Ist die Handschrift aussterbendes oder erhaltenswertes Kulturgut?

Das Ausmaß der Kommunikation über digitale Medien und das damit verbundene Schreiben mit der Tastatur ersetzen zunehmend die flüssige Schreibschrift.  Daher diskutieren man zur Zeit in Deutschland intensiv, ob im Lehrplan die flüssigere Schreibschrift durch eine handschriftliche Druckschrift ersetzt werden soll.

In Hamburg steht es den Grundschulen frei, welche Schrift sie den Schülern vermitteln. Befürworter dieses Trends prognostizieren, dass die Bedeutung der flüssigeren Schreibschrift so rapide abnehmen wird, dass die Zeit im Lehrplan für die aufwendige Vermittlung der Schreibschrift besser anderweitig eingesetzt werden könnte.

Die „Written Art Foundation“ will durch Schreibwettbewerbe für den Erhalt der Schreibschrift und ausreichendes Training der Handschrift im Lehrplan werben.

Schüler vom Gymnasium bis zur Sonderschule, die an den Schreibwettbewerben der „Written Art Foundation“ teilnehmen berichten, dass man ein Thema anderes durchdringt, wenn man die Struktur des Textes überlegt haben muss, bevor man schreibt. Auch honorieren Sie die private Anmutung, ja manchmal die emotionale Wucht, die die Handschrift zusätzlich zum Textinhalt zu vermitteln mag.

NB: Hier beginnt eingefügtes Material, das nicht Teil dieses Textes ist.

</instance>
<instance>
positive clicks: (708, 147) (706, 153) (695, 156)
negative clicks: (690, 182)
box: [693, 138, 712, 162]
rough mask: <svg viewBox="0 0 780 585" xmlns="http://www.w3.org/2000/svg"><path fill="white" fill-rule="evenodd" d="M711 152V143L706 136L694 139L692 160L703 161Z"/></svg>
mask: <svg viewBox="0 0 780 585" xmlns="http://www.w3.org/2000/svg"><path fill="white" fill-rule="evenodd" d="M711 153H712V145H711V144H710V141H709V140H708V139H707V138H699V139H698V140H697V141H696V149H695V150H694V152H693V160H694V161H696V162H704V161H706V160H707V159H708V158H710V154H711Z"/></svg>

Welch hohen Emotionalitätsgrad das Schriftbild erreichen kann, wird nicht nur dadurch dokumentiert, dass wir in besonderen Fällen, wie z.B. bei einem Liebesbrief, die Handschrift der Druckschrift vorziehen, sondern auch in der „Written Art“, einer Kunstrichtung, die sich bis heute an der Grenze zwischen Bild und Schrift, sowie Zeichen und Sprache, rationaler Informationsvermittlung und Emotion bewegt und Künstler weltweit inspiriert.